If you have a Python program:
import ruamel.yaml as yaml
yaml_str = """\
receipt: Oz-Ware Purchase Invoice
date: 2007-08-06
customer:
given: Dorothy
items:
- part_no: A4786
descrip: Water Bucket (Filled)
- part_no: E1628
descrip: High Heeled "Ruby" Slippers
size: 8
bill-to: &id001
street: |
123 Tornado Alley
Suite 16
city: East Centerville
state: KS
ship-to: *id001
specialDelivery: >
Follow the Yellow Brick
Road to the Emerald City.
"""
data1 = yaml.load(yaml_str, Loader=yaml.Loader)
dump_str = yaml.dump(data1, Dumper=yaml.Dumper)
data2 = yaml.load(dump_str, Loader=yaml.Loader)
Then the following assertions hold:
assert data1 == data2
assert dump_str != yaml_str
The intermediate dump_str
looks like:
bill-to: &id001 {city: East Centerville, state: KS, street: '123 Tornado Alley
Suite 16
'}
customer: {given: Dorothy}
date: 2007-08-06
items:
- {descrip: Water Bucket (Filled), part_no: A4786}
- {descrip: High Heeled "Ruby" Slippers, part_no: E1628, size: 8}
receipt: Oz-Ware Purchase Invoice
ship-to: *id001
specialDelivery: 'Follow the Yellow Brick Road to the Emerald City.
'
The above is the default behaviour for ruamel.yaml, PyYAML and for many YAML parsers in other language and online YAML conversion services.
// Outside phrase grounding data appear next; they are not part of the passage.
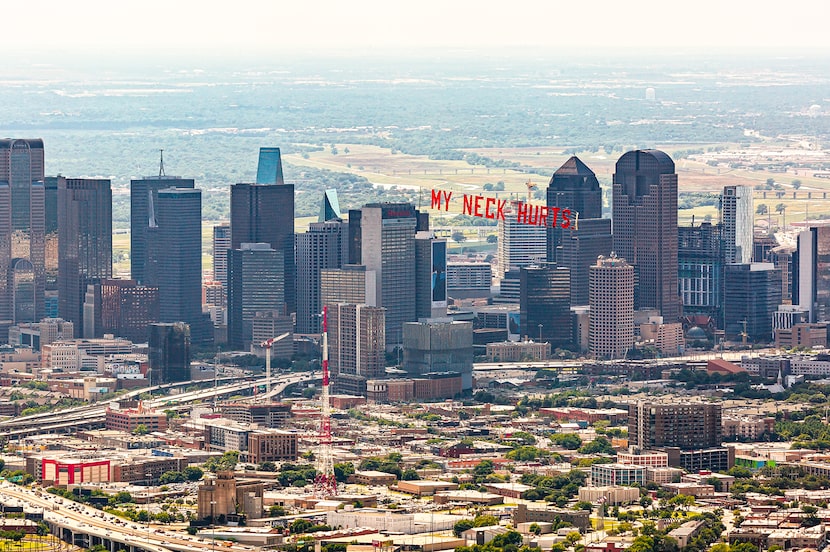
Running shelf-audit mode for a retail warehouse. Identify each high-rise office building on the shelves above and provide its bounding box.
[231,148,297,312]
[328,303,386,395]
[147,322,190,385]
[0,139,46,332]
[213,224,231,290]
[83,280,159,343]
[792,226,830,322]
[677,222,723,327]
[628,401,723,450]
[721,186,755,264]
[144,188,213,343]
[58,178,112,337]
[320,265,377,307]
[496,212,547,280]
[588,255,634,360]
[612,150,680,323]
[349,203,419,347]
[519,264,573,348]
[296,219,349,334]
[130,175,194,284]
[228,243,285,350]
[556,218,611,306]
[547,156,610,264]
[723,263,781,343]
[415,231,447,319]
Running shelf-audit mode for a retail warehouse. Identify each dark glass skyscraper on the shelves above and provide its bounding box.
[547,156,602,264]
[58,177,112,337]
[145,188,213,343]
[231,148,297,312]
[519,264,573,348]
[297,219,349,333]
[0,139,46,337]
[228,243,285,350]
[612,150,680,323]
[130,176,194,284]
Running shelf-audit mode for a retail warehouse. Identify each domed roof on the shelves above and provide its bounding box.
[686,326,709,341]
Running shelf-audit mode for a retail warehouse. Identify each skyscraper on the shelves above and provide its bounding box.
[588,255,634,360]
[612,150,680,323]
[721,186,755,264]
[213,224,231,290]
[328,303,386,395]
[519,264,572,348]
[547,156,610,264]
[58,177,112,337]
[297,219,349,334]
[349,203,418,347]
[150,188,213,343]
[130,175,194,284]
[228,243,285,350]
[231,148,297,312]
[0,139,46,337]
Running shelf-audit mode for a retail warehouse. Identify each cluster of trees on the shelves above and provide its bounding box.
[520,470,588,507]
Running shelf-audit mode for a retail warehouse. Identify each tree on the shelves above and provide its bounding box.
[133,424,150,435]
[182,466,205,481]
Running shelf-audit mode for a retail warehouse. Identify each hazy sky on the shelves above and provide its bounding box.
[9,0,830,54]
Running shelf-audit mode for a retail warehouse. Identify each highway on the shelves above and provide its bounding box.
[0,372,320,440]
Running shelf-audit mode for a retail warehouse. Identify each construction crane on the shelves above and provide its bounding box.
[525,178,538,203]
[259,332,291,397]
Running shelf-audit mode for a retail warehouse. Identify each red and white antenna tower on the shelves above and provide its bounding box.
[314,307,337,498]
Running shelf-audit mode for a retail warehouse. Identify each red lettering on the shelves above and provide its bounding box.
[461,194,473,215]
[536,205,548,226]
[562,209,571,229]
[430,190,441,210]
[516,201,527,224]
[496,199,507,220]
[444,192,452,211]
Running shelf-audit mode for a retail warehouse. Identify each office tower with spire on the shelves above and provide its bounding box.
[297,218,349,334]
[144,188,213,344]
[0,139,46,337]
[58,177,112,337]
[588,254,634,360]
[231,148,297,312]
[547,156,610,264]
[130,153,194,284]
[721,186,755,264]
[612,150,680,323]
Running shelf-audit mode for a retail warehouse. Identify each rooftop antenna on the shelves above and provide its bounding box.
[159,149,164,178]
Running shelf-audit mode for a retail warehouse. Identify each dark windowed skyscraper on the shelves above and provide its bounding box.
[58,177,112,337]
[0,139,46,337]
[297,219,349,333]
[231,148,297,312]
[130,176,194,284]
[613,150,680,323]
[519,264,572,348]
[547,156,602,264]
[228,243,285,350]
[145,188,212,343]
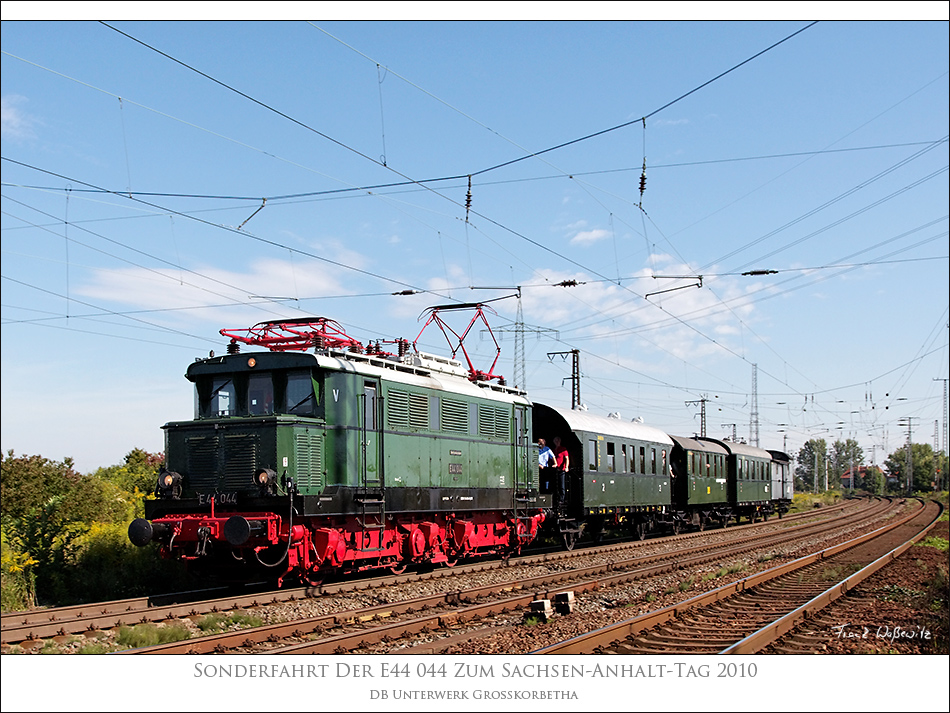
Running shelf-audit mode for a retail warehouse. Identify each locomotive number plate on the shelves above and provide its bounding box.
[198,492,237,505]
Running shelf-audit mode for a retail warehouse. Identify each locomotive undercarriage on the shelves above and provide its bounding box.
[129,498,544,585]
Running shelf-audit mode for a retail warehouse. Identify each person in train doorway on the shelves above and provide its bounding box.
[538,438,557,493]
[554,436,571,507]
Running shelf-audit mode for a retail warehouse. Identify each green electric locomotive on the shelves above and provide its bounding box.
[129,318,544,583]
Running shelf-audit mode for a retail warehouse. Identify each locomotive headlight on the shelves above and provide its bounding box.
[254,468,277,492]
[155,470,181,498]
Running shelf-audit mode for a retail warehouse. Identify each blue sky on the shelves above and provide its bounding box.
[0,12,950,472]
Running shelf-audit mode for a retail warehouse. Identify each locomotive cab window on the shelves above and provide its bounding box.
[283,371,320,416]
[205,376,237,417]
[247,374,274,416]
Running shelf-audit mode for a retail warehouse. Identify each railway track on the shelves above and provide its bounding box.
[2,501,870,647]
[109,502,889,654]
[532,503,942,654]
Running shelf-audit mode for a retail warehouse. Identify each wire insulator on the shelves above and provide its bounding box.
[465,176,472,223]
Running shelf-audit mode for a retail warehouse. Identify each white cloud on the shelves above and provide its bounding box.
[571,228,610,245]
[0,94,36,141]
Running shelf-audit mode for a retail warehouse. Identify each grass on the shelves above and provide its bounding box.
[914,535,950,552]
[116,624,191,649]
[195,612,264,634]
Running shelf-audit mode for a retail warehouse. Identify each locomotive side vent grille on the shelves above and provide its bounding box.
[440,399,468,433]
[495,408,511,441]
[223,434,259,490]
[409,394,429,429]
[386,390,409,431]
[294,433,323,490]
[478,405,511,441]
[185,436,218,491]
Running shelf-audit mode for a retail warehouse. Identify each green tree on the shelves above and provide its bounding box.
[795,438,828,492]
[828,438,864,488]
[884,443,947,492]
[93,448,165,517]
[863,465,885,495]
[0,450,82,517]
For some parsers this is the only behaviour provided.
The reason for me to start ruamel.yaml as an enhancement of PyYAML was to make going from handcrafted YAML to internal data, to YAML, result in something that is better human readable (what I call round-tripping), and preserves more information (especially comments).
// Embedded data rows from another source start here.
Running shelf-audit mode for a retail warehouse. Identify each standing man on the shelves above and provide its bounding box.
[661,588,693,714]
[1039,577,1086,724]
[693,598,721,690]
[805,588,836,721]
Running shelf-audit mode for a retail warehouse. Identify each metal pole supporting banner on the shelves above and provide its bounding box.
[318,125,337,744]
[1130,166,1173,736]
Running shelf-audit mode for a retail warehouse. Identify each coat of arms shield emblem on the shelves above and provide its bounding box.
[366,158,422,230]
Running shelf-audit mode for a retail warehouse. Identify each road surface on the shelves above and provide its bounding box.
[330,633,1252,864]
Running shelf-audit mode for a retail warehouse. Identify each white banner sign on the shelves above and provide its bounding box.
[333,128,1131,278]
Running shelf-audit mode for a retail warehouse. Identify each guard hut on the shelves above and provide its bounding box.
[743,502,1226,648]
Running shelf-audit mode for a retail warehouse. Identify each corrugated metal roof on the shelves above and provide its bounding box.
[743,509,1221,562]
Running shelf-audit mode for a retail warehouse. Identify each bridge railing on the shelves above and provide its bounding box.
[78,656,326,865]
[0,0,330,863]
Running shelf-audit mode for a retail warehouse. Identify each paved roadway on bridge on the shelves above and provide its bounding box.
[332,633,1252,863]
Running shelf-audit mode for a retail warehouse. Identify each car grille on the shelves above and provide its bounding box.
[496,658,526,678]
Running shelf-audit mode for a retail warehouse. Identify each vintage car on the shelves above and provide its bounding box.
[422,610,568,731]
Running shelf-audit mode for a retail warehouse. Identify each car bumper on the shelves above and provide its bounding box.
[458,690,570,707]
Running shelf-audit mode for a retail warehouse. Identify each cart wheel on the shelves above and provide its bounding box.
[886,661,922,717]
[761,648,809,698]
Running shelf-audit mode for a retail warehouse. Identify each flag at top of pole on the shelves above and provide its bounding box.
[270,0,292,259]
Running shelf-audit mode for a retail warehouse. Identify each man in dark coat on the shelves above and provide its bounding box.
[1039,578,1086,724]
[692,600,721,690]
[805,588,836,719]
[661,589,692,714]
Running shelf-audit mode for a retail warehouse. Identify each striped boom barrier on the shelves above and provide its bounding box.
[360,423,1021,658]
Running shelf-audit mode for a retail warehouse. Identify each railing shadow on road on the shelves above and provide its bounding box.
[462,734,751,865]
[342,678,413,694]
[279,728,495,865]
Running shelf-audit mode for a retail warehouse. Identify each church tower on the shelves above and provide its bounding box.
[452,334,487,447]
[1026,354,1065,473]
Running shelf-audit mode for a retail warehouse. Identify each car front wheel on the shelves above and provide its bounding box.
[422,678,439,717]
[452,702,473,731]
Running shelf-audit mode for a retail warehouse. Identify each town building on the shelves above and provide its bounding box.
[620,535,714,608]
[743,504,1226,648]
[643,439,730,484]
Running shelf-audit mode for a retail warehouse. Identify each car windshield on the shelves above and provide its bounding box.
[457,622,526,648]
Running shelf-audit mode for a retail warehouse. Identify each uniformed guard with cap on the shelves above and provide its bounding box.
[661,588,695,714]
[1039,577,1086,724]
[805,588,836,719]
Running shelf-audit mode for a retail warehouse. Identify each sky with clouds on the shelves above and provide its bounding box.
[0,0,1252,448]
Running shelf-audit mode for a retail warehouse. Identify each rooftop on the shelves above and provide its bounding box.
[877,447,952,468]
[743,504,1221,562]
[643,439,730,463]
data = yaml.load(yaml_str, Loader=yaml.RoundTripLoader)
print yaml.dump(data, Dumper=yaml.RoundTripDumper)
gives you:
receipt: Oz-Ware Purchase Invoice
date: 2007-08-06
customer:
given: Dorothy
items:
- part_no: A4786
descrip: Water Bucket (Filled)
- part_no: E1628
descrip: High Heeled "Ruby" Slippers
size: 8
bill-to: &id001
street: |
123 Tornado Alley
Suite 16
city: East Centerville
state: KS
ship-to: *id001
specialDelivery: 'Follow the Yellow Brick Road to the Emerald City.
'
My focus has been on comments, key, order and literal block style. Spacing around scalars and folded scalars are not (yet) special.
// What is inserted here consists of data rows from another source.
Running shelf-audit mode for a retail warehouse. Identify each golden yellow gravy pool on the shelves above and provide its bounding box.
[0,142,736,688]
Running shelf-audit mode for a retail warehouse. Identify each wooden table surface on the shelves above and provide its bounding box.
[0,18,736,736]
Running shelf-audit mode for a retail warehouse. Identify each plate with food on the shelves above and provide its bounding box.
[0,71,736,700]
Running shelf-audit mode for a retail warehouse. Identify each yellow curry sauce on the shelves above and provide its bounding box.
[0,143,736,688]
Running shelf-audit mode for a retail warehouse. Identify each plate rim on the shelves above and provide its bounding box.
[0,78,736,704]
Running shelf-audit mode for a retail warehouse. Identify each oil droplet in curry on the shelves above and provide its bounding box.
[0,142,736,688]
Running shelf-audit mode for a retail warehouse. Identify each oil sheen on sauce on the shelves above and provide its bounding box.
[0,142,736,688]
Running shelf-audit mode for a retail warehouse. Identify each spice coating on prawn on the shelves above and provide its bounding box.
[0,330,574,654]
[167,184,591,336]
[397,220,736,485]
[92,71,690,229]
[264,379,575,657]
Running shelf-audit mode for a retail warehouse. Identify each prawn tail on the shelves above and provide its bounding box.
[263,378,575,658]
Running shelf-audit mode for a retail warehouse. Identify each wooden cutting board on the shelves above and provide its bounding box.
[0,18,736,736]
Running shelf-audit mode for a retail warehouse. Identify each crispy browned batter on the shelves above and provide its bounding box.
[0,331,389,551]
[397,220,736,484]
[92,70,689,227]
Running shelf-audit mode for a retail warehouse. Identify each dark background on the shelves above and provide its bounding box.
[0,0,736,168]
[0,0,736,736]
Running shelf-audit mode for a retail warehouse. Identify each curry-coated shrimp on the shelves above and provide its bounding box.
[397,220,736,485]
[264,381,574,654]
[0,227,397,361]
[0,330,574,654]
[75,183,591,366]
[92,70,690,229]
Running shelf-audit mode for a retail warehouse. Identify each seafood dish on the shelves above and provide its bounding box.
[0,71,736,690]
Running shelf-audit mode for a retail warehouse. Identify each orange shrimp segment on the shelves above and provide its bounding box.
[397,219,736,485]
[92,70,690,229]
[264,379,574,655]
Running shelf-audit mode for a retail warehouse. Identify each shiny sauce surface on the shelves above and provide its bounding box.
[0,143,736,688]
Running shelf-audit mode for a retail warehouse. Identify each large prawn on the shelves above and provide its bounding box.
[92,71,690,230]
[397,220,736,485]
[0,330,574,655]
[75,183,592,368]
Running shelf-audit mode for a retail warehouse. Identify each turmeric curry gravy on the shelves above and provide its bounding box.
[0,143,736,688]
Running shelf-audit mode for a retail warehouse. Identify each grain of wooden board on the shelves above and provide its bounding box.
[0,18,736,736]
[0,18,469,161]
Starting from there (you could also do this in PyYAML, but you would not have the built-in enhancements of ruamel.yaml key order keeping) you can either provide special emitters, or hook into the system at a lower level, overriding some methods in emitter.py
(and making sure you can call the
originals for the cases you don't need to handle:
def rewrite_write_plain(self, text, split=True):
if self.state == self.expect_block_mapping_simple_value:
text = '###' + text + '###'
while self.column < 20:
text = ' ' + text
self.column += 1
self._org_write_plain(text, split)
def rewrite_write_literal(self, text):
if self.state == self.expect_block_mapping_simple_value:
last_nl = False
if text and text[-1] == '\n':
last_nl = True
text = text[:-1]
text = '###' + text + '###'
if False:
extra_indent = ''
while self.column < 15:
text = ' ' + text
extra_indent += ' '
self.column += 1
text = text.replace('\n', '\n' + extra_indent)
if last_nl:
text += '\n'
self._org_write_literal(text)
def rewrite_write_single_quoted(self, text, split=True):
if self.state == self.expect_block_mapping_simple_value:
last_nl = False
if text and text[-1] == u'\n':
last_nl = True
text = text[:-1]
text = u'###' + text + u'###'
if last_nl:
text += u'\n'
self.write_folded(text)
def rewrite_write_indicator(self, indicator, need_whitespace,
whitespace=False, indention=False):
if indicator and indicator[0] in u"*&":
indicator = u'###' + indicator + u'###'
while self.column < 20:
indicator = ' ' + indicator
self.column += 1
self._org_write_indicator(indicator, need_whitespace, whitespace,
indention)
dumper._org_write_plain = dumper.write_plain
dumper.write_plain = rewrite_write_plain
dumper._org_write_literal = dumper.write_literal
dumper.write_literal = rewrite_write_literal
dumper._org_write_single_quoted = dumper.write_single_quoted
dumper.write_single_quoted = rewrite_write_single_quoted
dumper._org_write_indicator = dumper.write_indicator
dumper.write_indicator = rewrite_write_indicator
print yaml.dump(data, Dumper=dumper, indent=4)
gives you:
receipt: ###Oz-Ware Purchase Invoice###
date: ###2007-08-06###
customer:
given: ###Dorothy###
items:
- part_no: ###A4786###
descrip: ###Water Bucket (Filled)###
- part_no: ###E1628###
descrip: ###High Heeled "Ruby" Slippers###
size: ###8###
bill-to: ###&id001###
street: |
###123 Tornado Alley
Suite 16###
city: ###East Centerville###
state: ###KS###
ship-to: ###*id001###
specialDelivery: >
###Follow the Yellow Brick Road to the Emerald City.###
which hopefully is acceptable for further processing in C#